Rothman volvió a echarme una mirada sombría, luego clavó la vista en la mesa.

–Lou –murmuró–, ¿sabe usted cuántos días al año trabaja un especialista en estructuras metálicas? ¿Sabe cuál es su promedio de vida? ¿Ha visto a alguno de los viejos operarios que hacen ese trabajo? ¿Ha pensado alguna vez que hay muchas formas de morir, pero sólo una de estar muerto?

–Bueno, no. Creo que no –admití–. No sé adónde quiere ir a parar, Joe.

–Déjelo. No tiene nada que ver.

–Supongo que esos chicos no se lo pasan muy bien –continué–. Pero así es como yo lo veo, Joe. No hay ninguna ley que les obligue a hacer un trabajo determinado. Si no les gusta, pueden hacer otra cosa.

–Ya –replicó–. Es cierto, ¿no? Resulta curioso comprobar cómo se ven los problemas desde fuera... Si no les gusta, que hagan otra cosa. Está bien, muy bien.

–¡Oh! Déjelo –le dije–. No tiene importancia.

–No estoy de acuerdo. Resulta muy revelador. Me sorprende usted, Lou. Llevo años viéndole por la ciudad, y, francamente, nunca me pareció que fuese usted una lumbrera... ¿Se le ocurre alguna solución para nuestros problemas más graves, la situación de los negros, por ejemplo?

–Bueno, eso es muy sencillo –afirmé–. Yo les embarcaría a todos rumbo a África.

–Ajá. Ya veo, ya veo –murmuró, poniéndose en pie y tendiéndome la mano–. Lamento haberle molestado para nada, Lou, pero me ha gustado de veras charlar con usted. Espero que nos volvamos a ver en otra ocasión.

–Me encantaría –reconocí.

–Mientras tanto, por supuesto, no nos hemos visto. ¿Comprendido?

–Oh, claro.

Hablamos uno o dos minutos más y luego me acompañó hasta la puerta del pasillo.
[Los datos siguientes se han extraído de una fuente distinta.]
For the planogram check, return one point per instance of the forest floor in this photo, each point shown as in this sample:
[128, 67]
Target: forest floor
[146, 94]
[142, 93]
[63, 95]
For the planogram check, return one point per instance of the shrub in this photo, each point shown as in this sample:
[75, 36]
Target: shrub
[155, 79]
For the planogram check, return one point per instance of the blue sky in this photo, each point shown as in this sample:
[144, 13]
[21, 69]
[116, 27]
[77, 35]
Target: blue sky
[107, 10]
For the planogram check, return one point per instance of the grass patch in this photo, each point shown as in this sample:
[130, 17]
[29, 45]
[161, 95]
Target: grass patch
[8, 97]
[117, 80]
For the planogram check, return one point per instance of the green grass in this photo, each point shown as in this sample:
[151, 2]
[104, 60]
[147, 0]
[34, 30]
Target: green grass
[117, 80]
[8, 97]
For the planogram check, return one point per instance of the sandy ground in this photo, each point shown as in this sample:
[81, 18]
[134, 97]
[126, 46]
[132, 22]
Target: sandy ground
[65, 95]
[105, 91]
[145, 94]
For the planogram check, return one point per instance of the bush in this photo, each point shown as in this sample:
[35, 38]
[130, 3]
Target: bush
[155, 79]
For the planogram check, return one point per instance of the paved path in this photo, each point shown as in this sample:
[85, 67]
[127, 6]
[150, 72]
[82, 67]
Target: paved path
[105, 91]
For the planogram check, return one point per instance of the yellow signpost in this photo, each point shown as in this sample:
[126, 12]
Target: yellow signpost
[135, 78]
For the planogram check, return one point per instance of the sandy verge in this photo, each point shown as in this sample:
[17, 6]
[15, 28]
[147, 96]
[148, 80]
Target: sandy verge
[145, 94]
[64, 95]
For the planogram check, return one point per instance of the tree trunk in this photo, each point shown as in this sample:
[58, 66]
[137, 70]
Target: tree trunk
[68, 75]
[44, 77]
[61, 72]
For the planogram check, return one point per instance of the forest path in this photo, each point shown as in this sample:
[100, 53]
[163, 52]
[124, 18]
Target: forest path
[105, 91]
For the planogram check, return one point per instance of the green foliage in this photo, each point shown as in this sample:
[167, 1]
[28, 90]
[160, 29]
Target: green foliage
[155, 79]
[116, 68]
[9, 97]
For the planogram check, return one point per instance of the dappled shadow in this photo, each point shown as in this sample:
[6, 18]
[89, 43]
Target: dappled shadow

La contempló preocupado y me miró.

–¡Oiga! –exclamó–. ¿No dejé cerrada esta maldita puerta?

–Eso me pareció –dije.

–Bueno, espero que no haya pasado nada –suspiró–. ¿Me permite que le dé un consejo por su propio bien, Lou?

–Hombre, naturalmente, Joe. Lo que usted quiera.

–Échele esa mierda a otros cerdos.

Inclinó la cabeza sonriéndome; y durante el minuto siguiente se habría podido oír el vuelo de una mosca. Pero no iba a decir nada más. Nunca lo confesaría. De modo que terminé devolviéndole la sonrisa.

–Ignoro el porqué de esto, Lou... no sé absolutamente nada, ¿entiende? Nada de nada. Pero vaya con cuidado. Me gusta su número, pero ojo con pasarse.

–Usted se lo ha buscado, Joe –repliqué.

–Y ahora ya sabe el porqué. Y no soy un lince, porque de lo contrario no sería un pobre sindicalista.

–Ya –dije–. Entiendo lo que quiere decir.

Nos dimos la mano de nuevo y me guiñó un ojo mientras negaba con la cabeza. Y yo me sumergí en la oscuridad del pasillo hasta llegar a la oscuridad de la escalera.